Every Shiny Thing Read online

Page 3


  NOT YOUR FEARS

  The car’s old,

  like them.

  They live in Mt. Airy,

  the Northwest part of Philly.

  Driving through once,

  Nan told me Mt. Airy’s for

  the hippies and the gays.

  Mom told her to be quiet,

  Nan hissed at her like a cat.

  Now, down Germantown Avenue,

  Anne asks so many questions,

  Carl tells me about the school.

  Quaker, private.

  I don’t answer I

  listen to my old iPod mini

  Dad gave me a week after Christmas

  a few Christmases ago

  said he was waiting to make it more

  of a surprise that way. He filled it

  with our favorite movie theme songs.

  I have his big UNCLE AL'S BAR & GRILL T-shirt on

  and Mom’s old plastic red ring.

  They can take me

  to wherever they live

  but they can’t make me

  theirs.

  The Sad in Me

  The house is stone

  all wood floor and creaks,

  no carpet.

  Mom would say looks like ghosts

  live in the closets.

  Dad would ask for the TV.

  Anne shows me her craft table.

  She makes jewelry, she says.

  Silvers, golds blink from the table.

  Anne says

  they’ll paint my room

  in colors I like.

  Yellows, reds, greens, blues.

  She won’t stop asking so

  I tell her blue.

  For the sad in me rising

  swirling

  to the top.

  Staying Packed

  Their stringy dog, Seeger,

  bounds up to me, kisses my face.

  I can’t help but laugh

  as much as I try to hold it in.

  He smells like he needs a bath—

  Upstairs, tell him to scram, need to unpack.

  Thing is

  though

  he doesn’t.

  Thing is

  though

  I keep everything packed.

  Except my kaleidoscope,

  place it on the dark wood nightstand. Alone.

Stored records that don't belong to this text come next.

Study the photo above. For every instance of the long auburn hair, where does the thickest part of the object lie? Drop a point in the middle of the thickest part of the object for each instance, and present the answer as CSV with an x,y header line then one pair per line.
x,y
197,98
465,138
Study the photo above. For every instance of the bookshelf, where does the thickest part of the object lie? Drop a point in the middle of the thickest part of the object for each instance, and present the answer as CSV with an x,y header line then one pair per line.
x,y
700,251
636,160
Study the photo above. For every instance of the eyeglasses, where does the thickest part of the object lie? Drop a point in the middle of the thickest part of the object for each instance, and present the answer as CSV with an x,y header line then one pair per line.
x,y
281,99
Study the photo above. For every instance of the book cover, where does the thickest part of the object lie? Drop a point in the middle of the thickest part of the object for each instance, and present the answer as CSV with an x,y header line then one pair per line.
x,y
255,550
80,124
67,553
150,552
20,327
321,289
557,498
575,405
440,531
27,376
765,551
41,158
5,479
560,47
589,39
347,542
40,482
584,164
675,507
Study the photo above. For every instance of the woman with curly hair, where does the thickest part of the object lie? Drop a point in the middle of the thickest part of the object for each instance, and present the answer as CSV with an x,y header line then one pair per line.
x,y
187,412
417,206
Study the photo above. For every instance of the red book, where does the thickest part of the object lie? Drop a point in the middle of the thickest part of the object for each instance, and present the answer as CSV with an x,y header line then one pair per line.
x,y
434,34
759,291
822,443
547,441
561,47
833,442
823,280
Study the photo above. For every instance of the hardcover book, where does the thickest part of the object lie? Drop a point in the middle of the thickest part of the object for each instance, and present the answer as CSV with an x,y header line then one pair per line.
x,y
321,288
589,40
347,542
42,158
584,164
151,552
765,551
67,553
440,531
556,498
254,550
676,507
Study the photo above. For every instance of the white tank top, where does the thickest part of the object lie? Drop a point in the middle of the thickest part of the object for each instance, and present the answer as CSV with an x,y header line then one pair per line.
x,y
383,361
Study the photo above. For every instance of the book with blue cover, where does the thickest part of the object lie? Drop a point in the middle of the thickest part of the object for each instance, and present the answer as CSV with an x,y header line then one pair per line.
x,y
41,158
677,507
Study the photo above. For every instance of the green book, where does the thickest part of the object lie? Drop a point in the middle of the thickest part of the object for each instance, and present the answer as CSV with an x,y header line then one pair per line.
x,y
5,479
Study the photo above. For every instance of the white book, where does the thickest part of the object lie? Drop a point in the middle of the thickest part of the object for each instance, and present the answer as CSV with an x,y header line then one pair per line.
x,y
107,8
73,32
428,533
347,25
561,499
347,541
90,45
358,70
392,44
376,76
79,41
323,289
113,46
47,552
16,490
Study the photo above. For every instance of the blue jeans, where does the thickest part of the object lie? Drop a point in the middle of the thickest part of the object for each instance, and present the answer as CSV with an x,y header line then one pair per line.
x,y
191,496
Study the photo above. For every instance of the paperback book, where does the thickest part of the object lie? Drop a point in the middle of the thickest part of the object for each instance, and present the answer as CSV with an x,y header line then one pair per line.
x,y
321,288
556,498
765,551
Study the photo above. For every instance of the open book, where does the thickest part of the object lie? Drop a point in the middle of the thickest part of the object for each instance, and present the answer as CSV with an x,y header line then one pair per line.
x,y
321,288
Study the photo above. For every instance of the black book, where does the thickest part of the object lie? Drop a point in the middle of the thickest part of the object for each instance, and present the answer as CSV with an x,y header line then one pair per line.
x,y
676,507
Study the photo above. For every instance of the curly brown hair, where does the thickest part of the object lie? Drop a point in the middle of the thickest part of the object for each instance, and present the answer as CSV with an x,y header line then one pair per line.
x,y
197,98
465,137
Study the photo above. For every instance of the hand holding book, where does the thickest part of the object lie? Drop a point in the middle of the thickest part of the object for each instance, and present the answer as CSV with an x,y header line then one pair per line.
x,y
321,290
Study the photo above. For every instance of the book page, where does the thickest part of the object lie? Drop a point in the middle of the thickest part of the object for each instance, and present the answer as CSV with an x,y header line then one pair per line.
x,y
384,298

  Sit on the cold, hardwood floor

  pet Seeger’s soft ears

  think about Mitzi, Mr. Little, Cameron,

  all those animals we’ve had and left,

  one carpeted apartment to the next.

  Wonder if we would’ve gotten another one,

  when we moved to Brighton.

  Maybe if Mom gets me back,

  we will still move there.

  Get some other animal.

  For now, I’ll live out of Nan’s old suitcase.

  Seeger sighs, falls asleep, head on my knee.

  Into the Air

  I hear them:

  Anne says I need time to settle in

  Carl says I need to get out into the air.

  He wins.

  He doesn’t give me a choice—

  “Let’s go to the woods, put on your sturdiest shoes.”

  I look at what I have: two pairs of sneakers and some old sandals.

  I put on the dirtier ones. The ones my mom just said I need to take better care of—

  Think of the last time I was ever in the woods.

  Once, with Nan and her fisherman boyfriend.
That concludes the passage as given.